By repurchasing shares, Singleton demonstrated his confidence in the company’s long-term prospects. He was convinced the share prices did not accurately reflect Teledyne’s value, no matter what the market said. Teledyne only made one acquisition from 1972 to 1979, but its internal sales and revenues increased. While Wall Street all but ignored Teledyne shares through the 1970s, brokers and analysts eventually caught on. The share price went from 7 dollars in 1974, to 100 dollars in 1979.

Singleton had flouted the rules and conventions, and won. Teledyne became one of America’s best-performing stocks. Earnings per share surged 11 times faster than the average Dow stock.

Singleton was an extraordinarily disciplined pursuer of high returns. He disdained surprises. A “coolly rational man”, Singleton “carefully rationed” risk. He emphasized, when choosing acquisitions and investments, a conservative approach. He invested only in firms which he was familiar with, or which he could become familiar with. He restrained spending and applied a shrewd and patient approach to everything he did.

When he retired from Teledyne, in 1989, after 29 years at the helm, it was the peak year for the firm: sales were 3.5 billion USD, earnings 390 million USD, and the stock price was $388, the highest-priced stock in the country at that time. The firm employed 43 000 people.

In his post-Teledyne years, Singleton invested in land, buying ranches across the American West. He learned about ranching and land investment to the point of expertise. His personal interests were broad. He was a dedicated fan of science fiction and published the first fan magazine devoted to science fiction poetry.
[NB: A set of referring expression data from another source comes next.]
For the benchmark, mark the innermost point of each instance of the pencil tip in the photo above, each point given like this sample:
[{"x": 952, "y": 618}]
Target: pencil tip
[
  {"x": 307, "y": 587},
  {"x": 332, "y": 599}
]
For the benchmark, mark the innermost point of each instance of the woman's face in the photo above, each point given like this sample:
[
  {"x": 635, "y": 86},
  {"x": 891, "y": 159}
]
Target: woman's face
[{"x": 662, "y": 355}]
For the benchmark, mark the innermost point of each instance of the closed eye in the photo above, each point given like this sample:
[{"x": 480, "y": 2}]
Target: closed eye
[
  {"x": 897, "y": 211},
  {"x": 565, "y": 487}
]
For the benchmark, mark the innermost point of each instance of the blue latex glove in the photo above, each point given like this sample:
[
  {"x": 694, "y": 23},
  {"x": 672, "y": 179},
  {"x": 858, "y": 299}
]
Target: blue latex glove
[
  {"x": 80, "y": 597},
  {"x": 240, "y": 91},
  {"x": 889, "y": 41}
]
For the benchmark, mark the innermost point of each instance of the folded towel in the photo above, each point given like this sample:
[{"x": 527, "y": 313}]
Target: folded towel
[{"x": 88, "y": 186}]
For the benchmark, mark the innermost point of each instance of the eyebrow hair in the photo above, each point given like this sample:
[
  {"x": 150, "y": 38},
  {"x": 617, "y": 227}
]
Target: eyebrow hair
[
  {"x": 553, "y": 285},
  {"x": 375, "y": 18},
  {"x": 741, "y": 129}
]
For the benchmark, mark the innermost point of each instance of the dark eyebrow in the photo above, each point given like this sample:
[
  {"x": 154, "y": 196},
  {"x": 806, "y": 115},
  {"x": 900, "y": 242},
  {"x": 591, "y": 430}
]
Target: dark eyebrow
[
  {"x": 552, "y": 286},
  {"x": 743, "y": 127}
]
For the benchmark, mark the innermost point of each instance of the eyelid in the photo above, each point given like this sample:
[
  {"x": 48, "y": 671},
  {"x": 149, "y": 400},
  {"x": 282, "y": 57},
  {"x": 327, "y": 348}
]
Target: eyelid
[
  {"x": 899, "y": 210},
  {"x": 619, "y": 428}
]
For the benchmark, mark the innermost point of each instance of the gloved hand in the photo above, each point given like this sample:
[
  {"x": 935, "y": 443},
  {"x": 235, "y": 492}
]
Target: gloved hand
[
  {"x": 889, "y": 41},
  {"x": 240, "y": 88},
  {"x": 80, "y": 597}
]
He attended science fiction conventions and was friends with many of the great science fiction authors of the 20th century. His love of poetry was not confined to science fiction. He adored classical poetry too and could recite, from memory, anything from Homer to Tennyson. He played tournament chess and hiked in the western wilderness. With his keen eye for technology, he became an avid user and programmer of early personal computers. He personally backed Apple in that company’s early years.

Singleton died in 1999 at the age of 83. But his lessons endure. He ignored Wall Streets’ “mania for bigness”. He was a curious person, constantly keen to learn. He was a meticulous thinker and brought those attributes to business. He avoided risky ventures or gambles. While he was rigorous, he was flexible too.

Most importantly, he maintained a far-sighted view of his company and investments. He ignored what the media said about him and his actions. He never consented to the fleeting, the momentary, or the fashionable. What was fashionable concerned him least.

And this made Teledyne successful – and made Singleton successful. These attributes will make anyone successful if applied consistently and constantly. As the saying goes, the more you learn from the lives of others, the less you pay in the tuition fees of your own life, and one can learn a great deal from the life of Henry Earl Singleton. An extraordinary man and one worth emulating.